In her previous book, Knowing Your Value, Mika looked at the roadblocks women face in the workplace and the ways in which women get in their own way, thwarting their confidence level and success. Prompted by her own on-the-job experiences, Mika encourages women to make changes in order to attain the recognition and compensation they deserve. This time around, she goes the next step by speaking candidly about her personal life, saying:

You can't do that, if the message is a lie. I thought the only thing that mattered was being thin. I thought that thin equals success. It took me a long time to realize that it's not enough just to look good. That image won't last unless you are healthy on every level, and honest and transparent about what it took to get you to that place. That honesty will give you a sense of peace and clarity, along with the confidence you need to do the job before you, and to be recognized for your accomplishments.

Thank you Mika, and thank you co-author Diane Smith for having the courage to join Oprah in talking about your personal struggles -- those "real" struggles that far too often are taboo for discussion. When I tell women about Mika's history, they stare blankly back at me, realizing that if a woman who is clearly smart and attractive can be at battle for years with her own appearance and sense of being "good enough," then it's understandable that any of us might find ourselves in that zone.

The key is changing our way of thinking and changing our way of talking to and about ourselves. We need to become more mindful of the distorted ideas we hold, locked in a time warp held over from our teen and early adult years. Once aware, we need to learn and practice speaking with pleasant tones of voice and use positive language.

Addressing the challenge to accept and embrace one's authentic self, Oprah told the graduating students "the single most important lesson I learned in 25 years of talking every single day to people was that there is a common denominator in our human experience. What we want, the common denominator that I found in every single interview, is we want to be validated. We want to be understood."

You betcha. That's been a refrain of mine for many of my 35 years in practice as a psychotherapist and leadership consultant. People don't want to be or expect to be "fixed." Instead, what they actually yearn for is to be understood. Ironically, to get there we must start with understanding ourselves. Too often, we think it's others who we need to validate us. That maybe the case in some situations, but it doesn't and can't supercede the need to learn how to validate and support ourselves. Obsession about anything drains productive energy, distracts away from what matters most, dampens the spirit and inhibits overall confidence. When we have ways to counter inner worry and the tendencies to invalidate ourselves, we strengthen our ability to be reasonable, confident and resilient.

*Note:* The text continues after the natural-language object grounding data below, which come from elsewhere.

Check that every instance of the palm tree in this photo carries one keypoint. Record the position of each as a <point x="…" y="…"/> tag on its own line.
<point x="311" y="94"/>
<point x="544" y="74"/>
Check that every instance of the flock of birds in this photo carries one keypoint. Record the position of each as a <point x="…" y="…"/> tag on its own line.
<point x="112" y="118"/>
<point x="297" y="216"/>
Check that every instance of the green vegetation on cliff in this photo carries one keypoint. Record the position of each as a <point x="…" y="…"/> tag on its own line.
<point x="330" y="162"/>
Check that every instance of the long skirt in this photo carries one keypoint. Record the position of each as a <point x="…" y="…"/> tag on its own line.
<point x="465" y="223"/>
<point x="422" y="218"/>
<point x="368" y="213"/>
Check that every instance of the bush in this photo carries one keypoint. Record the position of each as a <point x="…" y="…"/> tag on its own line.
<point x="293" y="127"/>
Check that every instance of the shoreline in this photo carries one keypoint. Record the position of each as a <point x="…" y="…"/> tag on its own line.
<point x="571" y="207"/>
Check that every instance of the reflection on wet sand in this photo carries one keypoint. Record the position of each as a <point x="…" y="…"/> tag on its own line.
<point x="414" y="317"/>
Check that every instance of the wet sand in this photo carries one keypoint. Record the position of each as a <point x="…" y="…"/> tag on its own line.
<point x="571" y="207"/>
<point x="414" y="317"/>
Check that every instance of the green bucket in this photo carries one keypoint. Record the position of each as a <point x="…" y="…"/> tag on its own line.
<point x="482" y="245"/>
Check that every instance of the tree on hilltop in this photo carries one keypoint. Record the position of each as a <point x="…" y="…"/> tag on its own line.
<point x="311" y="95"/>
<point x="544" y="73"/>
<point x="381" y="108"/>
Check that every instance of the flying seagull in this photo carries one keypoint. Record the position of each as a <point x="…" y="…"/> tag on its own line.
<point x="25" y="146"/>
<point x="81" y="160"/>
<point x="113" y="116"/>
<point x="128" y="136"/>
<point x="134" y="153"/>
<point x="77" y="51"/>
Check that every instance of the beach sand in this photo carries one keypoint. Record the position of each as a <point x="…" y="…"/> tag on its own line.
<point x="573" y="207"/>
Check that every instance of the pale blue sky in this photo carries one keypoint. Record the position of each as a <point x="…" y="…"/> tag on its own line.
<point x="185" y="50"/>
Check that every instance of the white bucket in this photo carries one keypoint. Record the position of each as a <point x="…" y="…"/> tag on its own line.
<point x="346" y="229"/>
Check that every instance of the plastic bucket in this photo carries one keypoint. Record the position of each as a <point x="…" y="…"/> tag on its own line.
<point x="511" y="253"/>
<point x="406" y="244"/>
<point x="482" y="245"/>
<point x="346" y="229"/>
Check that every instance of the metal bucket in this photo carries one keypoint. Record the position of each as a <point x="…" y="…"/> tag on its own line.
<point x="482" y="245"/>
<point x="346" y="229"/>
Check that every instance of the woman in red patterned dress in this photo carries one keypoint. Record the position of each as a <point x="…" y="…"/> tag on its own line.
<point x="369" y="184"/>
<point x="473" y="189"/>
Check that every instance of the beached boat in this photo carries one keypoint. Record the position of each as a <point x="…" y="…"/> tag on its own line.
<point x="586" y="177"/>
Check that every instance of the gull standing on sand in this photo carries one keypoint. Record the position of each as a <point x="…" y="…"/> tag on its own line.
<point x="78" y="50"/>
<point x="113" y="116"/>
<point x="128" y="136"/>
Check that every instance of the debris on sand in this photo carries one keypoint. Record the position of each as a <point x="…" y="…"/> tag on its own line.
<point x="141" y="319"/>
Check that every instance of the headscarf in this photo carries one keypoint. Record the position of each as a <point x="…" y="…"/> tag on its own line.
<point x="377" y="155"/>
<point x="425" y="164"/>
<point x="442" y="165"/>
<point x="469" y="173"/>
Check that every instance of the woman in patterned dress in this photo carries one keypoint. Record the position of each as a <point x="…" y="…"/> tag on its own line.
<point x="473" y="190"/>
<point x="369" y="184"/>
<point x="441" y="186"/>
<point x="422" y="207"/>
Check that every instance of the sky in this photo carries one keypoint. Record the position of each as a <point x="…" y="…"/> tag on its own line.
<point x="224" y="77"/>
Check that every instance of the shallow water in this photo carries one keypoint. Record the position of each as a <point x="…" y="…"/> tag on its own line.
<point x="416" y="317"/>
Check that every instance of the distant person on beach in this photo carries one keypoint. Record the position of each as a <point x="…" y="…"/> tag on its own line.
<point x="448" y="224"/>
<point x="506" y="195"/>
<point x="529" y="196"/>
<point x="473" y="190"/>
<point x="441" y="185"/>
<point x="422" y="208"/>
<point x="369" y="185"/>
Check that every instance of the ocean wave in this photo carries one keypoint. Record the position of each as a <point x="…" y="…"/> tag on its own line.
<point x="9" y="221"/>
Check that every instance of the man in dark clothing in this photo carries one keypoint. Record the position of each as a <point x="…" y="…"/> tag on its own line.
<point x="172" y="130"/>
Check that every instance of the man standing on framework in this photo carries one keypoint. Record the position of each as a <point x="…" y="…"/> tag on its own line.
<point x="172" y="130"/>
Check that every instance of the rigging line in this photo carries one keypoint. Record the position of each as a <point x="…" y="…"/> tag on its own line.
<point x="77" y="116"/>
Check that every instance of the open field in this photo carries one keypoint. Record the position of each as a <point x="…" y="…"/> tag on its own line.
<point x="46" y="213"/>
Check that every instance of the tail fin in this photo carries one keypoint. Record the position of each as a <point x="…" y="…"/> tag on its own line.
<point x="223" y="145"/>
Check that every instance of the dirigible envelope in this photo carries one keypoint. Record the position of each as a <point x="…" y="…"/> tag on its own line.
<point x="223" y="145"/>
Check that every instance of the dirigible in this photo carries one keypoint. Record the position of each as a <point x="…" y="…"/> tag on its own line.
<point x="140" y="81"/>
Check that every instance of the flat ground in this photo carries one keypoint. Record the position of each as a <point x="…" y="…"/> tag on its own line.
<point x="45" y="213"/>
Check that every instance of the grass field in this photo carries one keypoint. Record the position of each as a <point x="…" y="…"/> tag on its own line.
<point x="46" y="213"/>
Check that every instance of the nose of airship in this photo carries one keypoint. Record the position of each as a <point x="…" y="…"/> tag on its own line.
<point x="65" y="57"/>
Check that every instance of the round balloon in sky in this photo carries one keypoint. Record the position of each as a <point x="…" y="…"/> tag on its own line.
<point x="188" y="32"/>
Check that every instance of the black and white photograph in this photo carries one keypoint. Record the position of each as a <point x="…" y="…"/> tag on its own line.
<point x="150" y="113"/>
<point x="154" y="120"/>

All the accolades, applauses and attention from others doesn't hold up against the power of our own internal voice -- that voice that I call the Inner Coach™. It's the voice that speaks with compassion, encouragement and wise guidance for how to move forward. It's the part of our mind that recognizes our efforts and fosters a positive attitude. It's an orientation that recognizes we will always feel less than others in certain ways and, in spite of that, we can value the ways in which we are loveable enough, smart enough and attractive enough.

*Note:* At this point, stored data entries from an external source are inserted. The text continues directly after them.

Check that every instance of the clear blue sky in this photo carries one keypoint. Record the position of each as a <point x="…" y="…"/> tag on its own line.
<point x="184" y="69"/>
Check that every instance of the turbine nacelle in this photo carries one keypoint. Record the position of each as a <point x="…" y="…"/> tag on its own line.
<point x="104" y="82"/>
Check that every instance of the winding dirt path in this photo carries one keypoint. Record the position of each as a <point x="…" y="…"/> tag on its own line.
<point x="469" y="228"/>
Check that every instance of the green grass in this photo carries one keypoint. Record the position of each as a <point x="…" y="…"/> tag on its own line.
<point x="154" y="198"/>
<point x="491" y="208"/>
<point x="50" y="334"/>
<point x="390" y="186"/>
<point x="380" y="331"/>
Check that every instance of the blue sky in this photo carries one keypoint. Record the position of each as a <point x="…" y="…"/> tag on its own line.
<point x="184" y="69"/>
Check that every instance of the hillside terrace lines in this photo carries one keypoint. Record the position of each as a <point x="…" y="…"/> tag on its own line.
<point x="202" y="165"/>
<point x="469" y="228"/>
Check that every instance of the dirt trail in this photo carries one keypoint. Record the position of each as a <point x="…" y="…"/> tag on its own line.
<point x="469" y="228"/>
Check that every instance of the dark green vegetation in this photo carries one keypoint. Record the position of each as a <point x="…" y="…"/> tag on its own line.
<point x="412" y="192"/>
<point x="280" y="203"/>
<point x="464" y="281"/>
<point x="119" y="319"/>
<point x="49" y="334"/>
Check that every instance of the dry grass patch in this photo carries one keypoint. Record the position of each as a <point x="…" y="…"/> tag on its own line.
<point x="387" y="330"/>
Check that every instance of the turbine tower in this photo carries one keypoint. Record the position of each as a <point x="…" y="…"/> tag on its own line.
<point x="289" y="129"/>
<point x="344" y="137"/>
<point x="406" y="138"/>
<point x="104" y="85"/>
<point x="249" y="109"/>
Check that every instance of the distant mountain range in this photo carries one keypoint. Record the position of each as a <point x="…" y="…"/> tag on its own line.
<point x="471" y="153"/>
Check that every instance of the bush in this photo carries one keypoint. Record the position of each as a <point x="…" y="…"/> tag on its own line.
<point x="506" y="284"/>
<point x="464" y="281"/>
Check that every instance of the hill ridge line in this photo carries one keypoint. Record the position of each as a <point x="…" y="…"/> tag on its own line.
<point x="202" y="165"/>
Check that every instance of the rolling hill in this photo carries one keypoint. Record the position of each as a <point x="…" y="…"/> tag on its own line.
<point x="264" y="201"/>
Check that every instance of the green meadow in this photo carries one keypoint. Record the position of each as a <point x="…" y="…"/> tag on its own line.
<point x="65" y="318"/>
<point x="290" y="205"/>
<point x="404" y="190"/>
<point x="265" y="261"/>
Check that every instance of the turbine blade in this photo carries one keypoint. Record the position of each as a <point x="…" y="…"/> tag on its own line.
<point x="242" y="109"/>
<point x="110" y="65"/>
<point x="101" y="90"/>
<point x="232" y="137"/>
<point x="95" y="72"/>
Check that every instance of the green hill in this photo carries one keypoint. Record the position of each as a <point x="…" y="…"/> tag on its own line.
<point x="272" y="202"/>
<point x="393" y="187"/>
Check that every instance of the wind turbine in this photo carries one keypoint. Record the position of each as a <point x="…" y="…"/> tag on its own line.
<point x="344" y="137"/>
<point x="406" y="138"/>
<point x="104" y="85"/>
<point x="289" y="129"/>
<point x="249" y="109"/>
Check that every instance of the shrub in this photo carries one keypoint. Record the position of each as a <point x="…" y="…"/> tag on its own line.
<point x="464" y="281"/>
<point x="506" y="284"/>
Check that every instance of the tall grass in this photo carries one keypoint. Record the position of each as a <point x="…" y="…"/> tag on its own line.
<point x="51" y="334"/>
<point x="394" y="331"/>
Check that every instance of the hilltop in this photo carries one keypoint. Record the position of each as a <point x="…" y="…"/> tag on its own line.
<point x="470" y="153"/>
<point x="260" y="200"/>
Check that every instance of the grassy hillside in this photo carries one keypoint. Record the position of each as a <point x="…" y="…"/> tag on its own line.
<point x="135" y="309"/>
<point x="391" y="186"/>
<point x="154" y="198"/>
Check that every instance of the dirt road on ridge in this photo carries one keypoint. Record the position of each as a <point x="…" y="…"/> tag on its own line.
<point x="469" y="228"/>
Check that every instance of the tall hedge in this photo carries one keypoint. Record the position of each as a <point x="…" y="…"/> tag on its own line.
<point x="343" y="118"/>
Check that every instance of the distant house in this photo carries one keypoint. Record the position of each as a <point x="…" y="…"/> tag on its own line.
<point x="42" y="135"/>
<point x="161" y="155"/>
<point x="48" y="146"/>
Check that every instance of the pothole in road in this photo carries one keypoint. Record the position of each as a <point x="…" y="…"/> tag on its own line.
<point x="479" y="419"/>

Having imitated Barbara Walters during her early years in show business, Oprah encouraged the graduating students to be more real in how they live their lives, to be more of who they actually are:

One night, I was on the news reading the news, and I called Canada "Can-a-da," and that was the end of me being Barbara. I cracked myself up on TV. Couldn't stop laughing. And my real personality came through, and I figured out "Oh, gee, I can be a much better Oprah than I could be a pretend Barbara."

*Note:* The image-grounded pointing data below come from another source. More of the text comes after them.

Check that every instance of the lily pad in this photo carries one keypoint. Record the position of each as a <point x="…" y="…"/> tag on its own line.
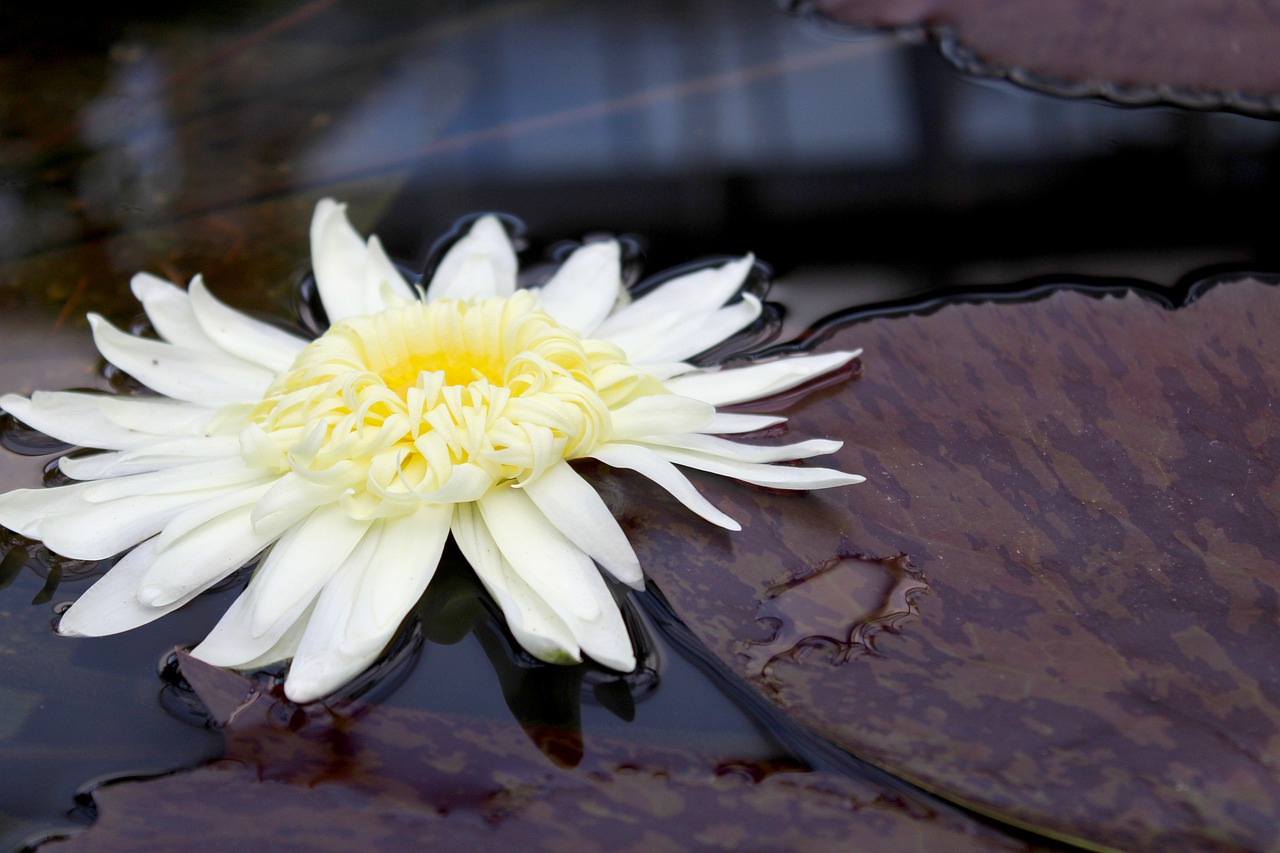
<point x="388" y="778"/>
<point x="1193" y="53"/>
<point x="1055" y="600"/>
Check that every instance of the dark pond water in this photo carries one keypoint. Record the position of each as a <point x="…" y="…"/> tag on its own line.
<point x="862" y="168"/>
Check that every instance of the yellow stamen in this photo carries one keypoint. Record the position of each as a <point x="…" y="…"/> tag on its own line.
<point x="440" y="401"/>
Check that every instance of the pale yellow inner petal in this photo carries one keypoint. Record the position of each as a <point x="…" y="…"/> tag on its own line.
<point x="440" y="401"/>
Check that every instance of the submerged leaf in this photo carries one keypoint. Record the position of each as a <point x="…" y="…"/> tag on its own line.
<point x="1088" y="488"/>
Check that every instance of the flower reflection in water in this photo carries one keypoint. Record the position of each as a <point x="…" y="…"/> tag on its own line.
<point x="355" y="457"/>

I love that story as well as her concluding remarks:

From time to time, you may stumble, fall, you will, for sure, count on this no doubt, you will have questions, and you will have doubts about your path, but I know this: If you're willing to listen, to be guided by that still small voice that is the GPS within yourself, to find out what makes you come alive, you will be more than okay. You will be happy, you will be successful, and you will make a difference in the world.